Before everything could be accessed by the wonder of technology, the correct Golden Goal times used to be paraded round the pitch by two old boys carrying a big old wooden sign with the time of the most recent goal pinned on for the crowd to compare their tickets to. It’s a long way round a football pitch when you’re carting something the size of a roadside billboard and their shoulders would visibly droop if another goal went in before they’d completed their lap of honour as the knowledge sunk in that there would be no sit-down once they got back to the halfway line. Round you go again, fellas.

If they’d been on duty at Carrow Road on Saturday our old friends would have clocked up their own marathon during that second half.

Each Thursday lunchtime those of us who earn a living covering the Canaries gather at Colney for what feels like a step back to our school days.

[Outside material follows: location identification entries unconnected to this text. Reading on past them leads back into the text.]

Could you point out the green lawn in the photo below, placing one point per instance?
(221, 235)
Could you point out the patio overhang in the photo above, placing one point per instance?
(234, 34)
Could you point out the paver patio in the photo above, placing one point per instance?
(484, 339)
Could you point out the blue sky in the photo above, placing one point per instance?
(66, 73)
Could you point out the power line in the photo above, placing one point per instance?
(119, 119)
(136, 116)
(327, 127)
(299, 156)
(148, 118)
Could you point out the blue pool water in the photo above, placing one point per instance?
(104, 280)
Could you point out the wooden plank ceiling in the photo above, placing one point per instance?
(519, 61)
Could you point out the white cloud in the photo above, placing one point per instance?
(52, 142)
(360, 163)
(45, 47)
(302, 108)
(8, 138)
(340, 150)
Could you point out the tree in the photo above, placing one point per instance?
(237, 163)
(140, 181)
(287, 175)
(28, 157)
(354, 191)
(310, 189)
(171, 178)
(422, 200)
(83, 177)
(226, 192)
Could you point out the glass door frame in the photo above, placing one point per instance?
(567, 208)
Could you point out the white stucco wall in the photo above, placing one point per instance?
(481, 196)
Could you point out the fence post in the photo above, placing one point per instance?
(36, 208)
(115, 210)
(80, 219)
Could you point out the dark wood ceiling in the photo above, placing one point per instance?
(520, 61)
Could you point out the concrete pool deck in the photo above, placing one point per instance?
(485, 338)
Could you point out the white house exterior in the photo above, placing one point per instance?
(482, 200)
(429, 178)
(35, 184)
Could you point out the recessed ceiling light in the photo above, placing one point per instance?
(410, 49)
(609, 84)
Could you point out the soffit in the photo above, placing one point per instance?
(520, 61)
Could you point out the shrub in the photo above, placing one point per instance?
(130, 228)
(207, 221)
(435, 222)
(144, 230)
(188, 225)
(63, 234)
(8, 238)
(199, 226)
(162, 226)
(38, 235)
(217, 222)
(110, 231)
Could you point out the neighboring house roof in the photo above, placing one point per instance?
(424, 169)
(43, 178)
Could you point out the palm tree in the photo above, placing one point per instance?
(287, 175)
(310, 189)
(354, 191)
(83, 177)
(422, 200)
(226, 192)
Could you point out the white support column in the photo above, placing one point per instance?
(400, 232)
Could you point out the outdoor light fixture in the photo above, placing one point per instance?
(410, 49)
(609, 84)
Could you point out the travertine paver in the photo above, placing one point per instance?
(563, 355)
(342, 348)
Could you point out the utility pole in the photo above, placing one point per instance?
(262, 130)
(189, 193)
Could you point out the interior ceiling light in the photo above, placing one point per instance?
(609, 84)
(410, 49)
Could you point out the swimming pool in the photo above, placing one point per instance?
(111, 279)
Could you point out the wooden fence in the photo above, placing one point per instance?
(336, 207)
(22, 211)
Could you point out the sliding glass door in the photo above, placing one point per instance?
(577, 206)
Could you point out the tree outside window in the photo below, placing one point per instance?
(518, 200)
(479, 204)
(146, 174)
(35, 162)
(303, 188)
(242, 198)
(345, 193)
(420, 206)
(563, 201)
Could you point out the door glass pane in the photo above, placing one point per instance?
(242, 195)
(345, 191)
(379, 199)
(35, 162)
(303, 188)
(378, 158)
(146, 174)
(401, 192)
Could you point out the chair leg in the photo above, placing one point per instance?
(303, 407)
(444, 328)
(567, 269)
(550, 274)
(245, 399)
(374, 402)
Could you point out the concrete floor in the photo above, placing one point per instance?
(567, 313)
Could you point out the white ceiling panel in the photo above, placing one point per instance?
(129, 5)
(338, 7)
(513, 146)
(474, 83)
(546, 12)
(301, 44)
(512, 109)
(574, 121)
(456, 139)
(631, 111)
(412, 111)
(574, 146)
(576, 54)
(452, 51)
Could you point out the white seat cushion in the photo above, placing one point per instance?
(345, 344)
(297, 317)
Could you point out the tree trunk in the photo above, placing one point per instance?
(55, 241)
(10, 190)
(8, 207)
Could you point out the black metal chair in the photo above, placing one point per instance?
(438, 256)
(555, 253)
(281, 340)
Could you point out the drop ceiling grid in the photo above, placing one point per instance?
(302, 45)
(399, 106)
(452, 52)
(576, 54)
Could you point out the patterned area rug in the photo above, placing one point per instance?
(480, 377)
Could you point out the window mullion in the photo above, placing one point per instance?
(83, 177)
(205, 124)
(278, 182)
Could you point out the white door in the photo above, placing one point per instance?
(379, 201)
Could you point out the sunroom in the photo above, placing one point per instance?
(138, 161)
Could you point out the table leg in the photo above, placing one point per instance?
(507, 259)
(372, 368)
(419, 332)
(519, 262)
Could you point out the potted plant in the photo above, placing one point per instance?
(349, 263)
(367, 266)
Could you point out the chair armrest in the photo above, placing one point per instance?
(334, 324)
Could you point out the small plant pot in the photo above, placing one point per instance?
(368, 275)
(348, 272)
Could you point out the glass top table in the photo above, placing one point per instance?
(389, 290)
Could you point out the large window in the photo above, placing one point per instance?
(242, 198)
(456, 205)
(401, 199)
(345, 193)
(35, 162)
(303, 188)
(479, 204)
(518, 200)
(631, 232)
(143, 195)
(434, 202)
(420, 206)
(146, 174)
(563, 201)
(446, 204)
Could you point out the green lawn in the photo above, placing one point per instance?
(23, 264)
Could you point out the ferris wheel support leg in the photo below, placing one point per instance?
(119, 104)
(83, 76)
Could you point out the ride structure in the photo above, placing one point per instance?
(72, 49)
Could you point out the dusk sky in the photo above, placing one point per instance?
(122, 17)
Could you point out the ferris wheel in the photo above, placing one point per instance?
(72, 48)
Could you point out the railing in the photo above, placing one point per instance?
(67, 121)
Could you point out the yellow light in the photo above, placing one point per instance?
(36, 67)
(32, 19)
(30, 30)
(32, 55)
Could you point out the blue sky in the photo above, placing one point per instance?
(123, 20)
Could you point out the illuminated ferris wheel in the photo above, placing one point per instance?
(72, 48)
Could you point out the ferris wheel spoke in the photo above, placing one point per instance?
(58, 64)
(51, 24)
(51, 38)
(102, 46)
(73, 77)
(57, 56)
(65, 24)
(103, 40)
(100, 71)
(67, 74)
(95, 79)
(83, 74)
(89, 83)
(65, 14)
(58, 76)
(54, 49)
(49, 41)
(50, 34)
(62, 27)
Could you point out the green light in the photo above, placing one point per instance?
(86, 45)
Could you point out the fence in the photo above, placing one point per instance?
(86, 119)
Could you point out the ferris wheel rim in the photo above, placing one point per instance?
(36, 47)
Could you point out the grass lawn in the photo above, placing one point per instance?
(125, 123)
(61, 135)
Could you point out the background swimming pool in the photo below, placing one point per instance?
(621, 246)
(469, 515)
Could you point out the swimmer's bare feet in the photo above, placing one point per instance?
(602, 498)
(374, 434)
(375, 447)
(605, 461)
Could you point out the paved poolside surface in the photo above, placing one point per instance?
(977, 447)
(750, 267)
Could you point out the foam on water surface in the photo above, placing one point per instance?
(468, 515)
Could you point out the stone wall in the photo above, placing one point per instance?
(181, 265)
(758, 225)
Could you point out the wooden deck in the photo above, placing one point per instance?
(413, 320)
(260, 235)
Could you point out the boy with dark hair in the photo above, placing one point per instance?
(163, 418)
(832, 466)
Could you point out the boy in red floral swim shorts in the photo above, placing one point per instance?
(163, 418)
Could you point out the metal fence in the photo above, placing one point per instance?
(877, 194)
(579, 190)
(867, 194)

We are herded into a portable building which immediately takes me back to maths lessons on cold winter mornings at Sprowston High School.

The shiver that goes down my spine is as much down to faded memories of algebra as the icy temperatures that supposedly helped us concentrate on what x must equal if y=3.

It’s a weekly assembly during which we sit cross-legged on the floor and listen to the latest messages from headmaster Neil Adams and whichever player has been appointed as media monitor for that week.

These weekly appointments are now sparsely populated. The bigger boys from places like Sky Sports and the national newspapers always seem to have a note from their mums. They are less inclined to show off their homework to Championship managers when opportunity exists to go and put an apple on the desks belonging to Sam Allardyce, Alan Pardew or Harry Redknapp.

That leaves a hardcore of us from the local media, and naturally we’re quite excited to catch-up with our classmates as we unite in the common aim of putting our hands up and trying to think of a question which can’t be answered by saying “anyone can beat anyone in the Championship on their day”.

As we cheerfully greeted each other and started to discuss what we’d been up to during the previous week a stern face looked round the door and asked us to keep the noise down. It was the next sentence of this telling off which really stood out: “I’m trying to concentrate on my pilates session.” And that’s how I discovered the secret to Nathan Redmond’s success.

The City winger wasn’t alone. A sneaky peep through a crack in the door revealed several other first-team regulars carefully rolling mats onto the floor in a neighbouring mobile classroom. It was a rare glimpse into the inner workings of what the modern footballer goes through to keep in peak physical condition. Their PE lessons have changed since the so-called good old days when a couple of hours’ training used to be followed by an afternoon in the pub or down the bookies.

I didn’t take Redmond’s scalding particularly seriously. There was no detention and he seemed to have a smile on his face. It was refreshing to be allowed in on a nugget of what felt like classified training ground information. It was almost as exciting as discovering what your teacher’s real first name is when you’re 10 years old.

There was a time when Colney was not quite so sealed off to those of us in the media. As recently as during Nigel Worthington’s time as manager these weekly press briefings would take place in the manager’s office followed by a trip to the players’ canteen to gather interviews with whoever we fancied talking to. Gradually though, the media circus that surrounds football has increased and clubs like to manage who says what and when and safeguard the best access for their own websites.

It’s an inevitable conclusion of having their own outlets for news that they can run themselves. While I’ve been doing this job for BBC Radio Norfolk, I’ve seen the media move from the bosom of the manager’s office to the arm’s length of the car park.

Having seen Redmond’s sensational second-half display in the 5-0 win over Huddersfield I’m beginning to think it might be worth trying some of this pilates lark for myself.

At least that win means the mood will be good for this week’s Colney assembly.